Bank of America (BAC) has substantially cleaned up its legacy mortgage exposures and the remaining costs associated with its housing exposure are finally quantifiable .  As housing improves at an accelerating rate, the bank’s credit quality will continue to improve, adding to the bottom line.  Finally, risks emanating from the housing bubble and the financial crisis are largely either behind the company, or baked into the stock price.  Steiner sees BAC as the best play on strong housing among the major financial institutions. 

As the financials sector emerges from crisis mode, BAC stock remains highly  volatile.  Investors tend to use price volatility as an indicator of a company’s fundamental stability.  Steiner believes observers are discounting key ratios that are standard factors in the analysis of financial companies, based on a fundamental misunderstanding of current risks.

The banks hold more tangible capital today than they have in many years – in some cases, more than they ever held.  Paradoxically, the market is using historical cost-of-capital calculations at a time when the whole risk profile of the sector has changed.  Banks – BAC in particular – hold lots of capital.  Tangible equity capital – not “risk-weighted capital” – is hard to manipulate.  

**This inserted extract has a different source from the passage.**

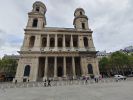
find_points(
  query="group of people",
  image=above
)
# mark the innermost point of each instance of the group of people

Investors remain focused on the risks of leverage – the excesses that brought down the system.  But Steiner points out, capital is the inverse of leverage.  High levels of capital equals low levels of risk.  Steiner says the market continues to charge a high-risk cost of capital at a time when risk is lower than it has been in many years.

Steiner believes the decline in volatility will dramatically reduce BAC’s cost of capital computation.  Investors should also see a significant improvement in the bank’s margins and, as volatility declines, will change the way they account for risk.  Steiner thinks this Best Idea has the potential to return 100% over the next one to two years.